Press Releases

Hearing to Examine Dodd-Frank Act’s Effects on Job Creators, Consumers and Investors


Washington, July 6, 2012 -

A Financial Services Subcommittee hearing on Tuesday, July 10 will focus on how the Dodd-Frank Act’s rules and red tape make it harder for American companies to raise capital, hedge risks and obtain credit – activities that are necessary for businesses to grow and hire workers.

The hearing before the Capital Markets and Government Sponsored Enterprises Subcommittee will focus particularly on the impact the Act’s derivatives provisions and Volcker Rule will have on job creators, consumers and investors.

Financial Services Committee Chairman Spencer Bachus noted that while the Dodd-Frank Act was portrayed by its supporters as “Wall Street reform,” the law is having an impact on businesses and individuals far from Wall Street.

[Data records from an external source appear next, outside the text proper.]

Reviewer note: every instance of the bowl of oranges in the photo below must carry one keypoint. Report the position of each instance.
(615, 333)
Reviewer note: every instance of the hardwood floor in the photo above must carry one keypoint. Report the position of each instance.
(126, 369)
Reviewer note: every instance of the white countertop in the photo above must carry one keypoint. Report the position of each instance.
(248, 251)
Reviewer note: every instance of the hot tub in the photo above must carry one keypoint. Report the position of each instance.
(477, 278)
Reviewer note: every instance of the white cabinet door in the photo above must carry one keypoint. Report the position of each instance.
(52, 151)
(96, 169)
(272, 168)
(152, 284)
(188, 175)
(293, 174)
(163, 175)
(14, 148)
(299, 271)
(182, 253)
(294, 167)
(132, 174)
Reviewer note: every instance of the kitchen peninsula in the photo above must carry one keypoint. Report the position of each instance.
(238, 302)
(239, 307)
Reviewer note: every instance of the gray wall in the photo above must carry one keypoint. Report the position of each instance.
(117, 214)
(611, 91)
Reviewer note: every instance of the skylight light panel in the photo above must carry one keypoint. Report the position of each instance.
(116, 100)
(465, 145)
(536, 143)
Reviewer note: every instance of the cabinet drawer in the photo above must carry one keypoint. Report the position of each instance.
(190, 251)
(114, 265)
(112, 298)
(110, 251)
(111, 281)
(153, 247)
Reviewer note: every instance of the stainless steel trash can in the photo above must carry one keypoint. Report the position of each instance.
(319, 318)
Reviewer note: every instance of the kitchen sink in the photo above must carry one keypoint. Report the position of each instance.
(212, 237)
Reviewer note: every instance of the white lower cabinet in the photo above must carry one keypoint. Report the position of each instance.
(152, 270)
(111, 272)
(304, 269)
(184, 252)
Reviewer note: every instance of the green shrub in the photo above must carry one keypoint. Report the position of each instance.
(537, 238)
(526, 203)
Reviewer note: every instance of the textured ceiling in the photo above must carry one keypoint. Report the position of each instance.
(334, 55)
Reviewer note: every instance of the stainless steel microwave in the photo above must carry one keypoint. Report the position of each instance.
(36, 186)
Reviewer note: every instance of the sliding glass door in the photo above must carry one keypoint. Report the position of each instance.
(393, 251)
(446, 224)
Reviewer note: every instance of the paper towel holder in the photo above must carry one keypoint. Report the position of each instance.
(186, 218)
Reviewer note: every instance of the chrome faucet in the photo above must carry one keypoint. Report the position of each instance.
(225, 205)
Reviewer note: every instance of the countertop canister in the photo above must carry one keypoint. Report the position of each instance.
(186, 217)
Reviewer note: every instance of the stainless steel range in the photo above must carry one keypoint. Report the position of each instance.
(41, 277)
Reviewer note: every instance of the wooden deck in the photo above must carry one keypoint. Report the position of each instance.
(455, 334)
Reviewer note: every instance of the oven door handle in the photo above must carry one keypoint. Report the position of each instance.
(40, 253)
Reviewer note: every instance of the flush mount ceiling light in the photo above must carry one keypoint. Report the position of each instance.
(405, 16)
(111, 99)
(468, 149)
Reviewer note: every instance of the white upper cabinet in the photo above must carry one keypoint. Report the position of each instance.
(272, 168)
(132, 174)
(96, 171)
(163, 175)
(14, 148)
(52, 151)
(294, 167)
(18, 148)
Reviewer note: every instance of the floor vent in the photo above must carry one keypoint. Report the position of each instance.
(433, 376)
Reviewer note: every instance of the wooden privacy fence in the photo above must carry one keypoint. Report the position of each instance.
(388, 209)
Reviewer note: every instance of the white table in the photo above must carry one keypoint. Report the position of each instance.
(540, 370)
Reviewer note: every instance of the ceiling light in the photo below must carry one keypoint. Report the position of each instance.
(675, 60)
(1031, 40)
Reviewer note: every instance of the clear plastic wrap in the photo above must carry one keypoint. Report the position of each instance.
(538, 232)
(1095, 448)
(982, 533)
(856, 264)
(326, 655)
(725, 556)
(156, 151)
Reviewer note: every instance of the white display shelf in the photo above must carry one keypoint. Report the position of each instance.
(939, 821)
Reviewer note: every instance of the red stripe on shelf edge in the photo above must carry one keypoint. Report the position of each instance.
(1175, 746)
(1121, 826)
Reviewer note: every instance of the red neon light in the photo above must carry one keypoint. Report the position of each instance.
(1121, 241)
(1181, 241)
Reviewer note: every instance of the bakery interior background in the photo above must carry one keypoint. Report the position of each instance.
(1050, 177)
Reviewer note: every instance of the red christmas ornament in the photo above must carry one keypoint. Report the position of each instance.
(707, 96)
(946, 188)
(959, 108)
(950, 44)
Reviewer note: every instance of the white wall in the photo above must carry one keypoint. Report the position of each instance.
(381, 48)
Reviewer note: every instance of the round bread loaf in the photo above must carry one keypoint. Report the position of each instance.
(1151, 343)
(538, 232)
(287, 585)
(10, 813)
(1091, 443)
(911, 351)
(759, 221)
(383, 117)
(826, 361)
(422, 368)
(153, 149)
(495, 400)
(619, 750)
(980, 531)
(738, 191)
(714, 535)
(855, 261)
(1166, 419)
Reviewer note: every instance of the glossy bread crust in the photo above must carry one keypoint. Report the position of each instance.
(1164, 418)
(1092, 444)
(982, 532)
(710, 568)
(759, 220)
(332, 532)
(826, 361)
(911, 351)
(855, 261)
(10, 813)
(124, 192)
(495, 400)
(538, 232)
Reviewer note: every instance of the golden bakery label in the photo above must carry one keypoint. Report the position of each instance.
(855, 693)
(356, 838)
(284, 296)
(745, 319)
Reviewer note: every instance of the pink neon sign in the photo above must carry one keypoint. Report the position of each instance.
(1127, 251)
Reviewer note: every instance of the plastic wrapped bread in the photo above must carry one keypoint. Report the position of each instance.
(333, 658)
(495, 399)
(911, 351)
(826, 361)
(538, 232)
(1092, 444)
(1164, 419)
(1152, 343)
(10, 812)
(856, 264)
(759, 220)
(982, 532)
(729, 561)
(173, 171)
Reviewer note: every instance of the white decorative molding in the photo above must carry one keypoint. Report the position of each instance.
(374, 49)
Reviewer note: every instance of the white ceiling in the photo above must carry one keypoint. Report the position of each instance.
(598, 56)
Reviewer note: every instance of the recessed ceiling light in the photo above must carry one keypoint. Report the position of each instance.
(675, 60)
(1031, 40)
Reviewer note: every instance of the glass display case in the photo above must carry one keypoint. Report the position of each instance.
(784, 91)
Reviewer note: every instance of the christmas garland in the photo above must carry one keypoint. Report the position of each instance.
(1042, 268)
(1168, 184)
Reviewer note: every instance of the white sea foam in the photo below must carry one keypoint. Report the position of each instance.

“If businesses find it harder to borrow, it will be harder for them to make capital investments and create jobs; if consumers have less access to credit, it will be harder for them to care for their families; and if the value of the assets held by savers and investors declines, people will find it harder to save for a new home, for college or retirement,” Chairman Bachus said.

Capital Markets and Government Sponsored Enterprises Subcommittee Chairman Scott Garrett said, “In order to get people back to work and the economy humming again, our financial institutions must be able to raise capital and consumers and small businesses must have access to credit. This hearing will examine the stranglehold Dodd-Frank and its regulations are having on America's job creators and consumers.”

At Tuesday’s hearing, the Subcommittee will examine how the derivatives provisions of Dodd-Frank will affect thousands of non-financial businesses across the nation.  Derivatives are used by the country’s leading non-financial companies, by farmers and ranchers, as well as by state and local governments, to manage risks.  For example, farmers use derivatives to lock in the prices of their crops for the coming season.  Companies large and small use derivatives to manage their exposure to risks such as fluctuations in interest rates and exchange rates.

Similarly, the Dodd-Frank Act’s Volcker Rule will have consequences far beyond Wall Street.  Implementing the Volcker Rule has proven to be a difficult and complicated undertaking.  The draft rule released by financial regulators last October spans 298 pages and includes more than 1,300 questions seeking comment from market participants on nearly 400 topics.  If the final rule does not clearly distinguish prohibited proprietary trading from permissible “market making” activities, many warn it will result in higher rates on mortgages and credit cards for consumers, reduced credit availability for businesses, and fewer jobs for everyone.

July marks the two-year anniversary of the Dodd-Frank Act being signed into law.  Throughout the month, the Financial Services Committee will hold hearings to examine the law’s aftermath and the effect its more than 400 new rules will have on the economy, jobs and consumers.  Since January 2011, the Committee has held 62 hearings to identify provisions of Dodd-Frank that kill jobs and make it more expensive and more difficult for consumers and American companies to obtain credit.  The Committee has heard from more than 340 witnesses at these hearings.

Tuesday’s Subcommittee hearing, “The Impact of Dodd-Frank on Consumers, Credit and Job Creators,” will begin at 10 a.m. in room 2128 Rayburn House Office Building.